Matthew Stirling - Other Work

Other Work

Stirling began searching for links between Mesoamerican and South American cultures in Panama, Ecuador, and Costa Rica from 1948 to 1954. He was also the chief organizer of the seven-volume Handbook of South American Indians.

He conducted excavations in the Linea Vieja lowlands of Costa Rica in the 1960s. Concentrating on tombs, he dug at five sites between Siquirres and Guapiles, and published a series of C- 14 dates ranging from 1440 to 1470 A.D, and arranged much of the pottery excavated in an approximate chronological sequence.

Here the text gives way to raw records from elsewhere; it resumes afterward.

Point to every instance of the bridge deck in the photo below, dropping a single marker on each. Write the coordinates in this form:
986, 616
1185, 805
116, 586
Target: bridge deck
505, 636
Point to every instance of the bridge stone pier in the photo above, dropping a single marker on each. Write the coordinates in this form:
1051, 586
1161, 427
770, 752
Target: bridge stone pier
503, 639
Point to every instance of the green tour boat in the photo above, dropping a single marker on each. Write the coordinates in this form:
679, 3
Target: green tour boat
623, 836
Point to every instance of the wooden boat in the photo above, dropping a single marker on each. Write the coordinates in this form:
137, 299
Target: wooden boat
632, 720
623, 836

In the Sierra de Ameca between Ahualulco de Mercado and Ameca, Jalisco, a large number of stone spheres, many of which are almost perfectly spherical, can be found. Their generally spherical shape led people to suspect they were manmade stone balls, called petrospheres, created by an unknown culture. In 1967, Stirling examined these stone spheres in the field. As a result of this examination, he and his colleagues hypothesized that they were of geological origin. A later expedition and subsequent petrographic and other laboratory analyses of samples of the stone balls confirmed this suspicion. Their interpretation of the data collected in both field and laboratory is that these stone balls were formed by high temperature nucleation of glassy material within an ashfall tuff, as a result of tertiary volcanism.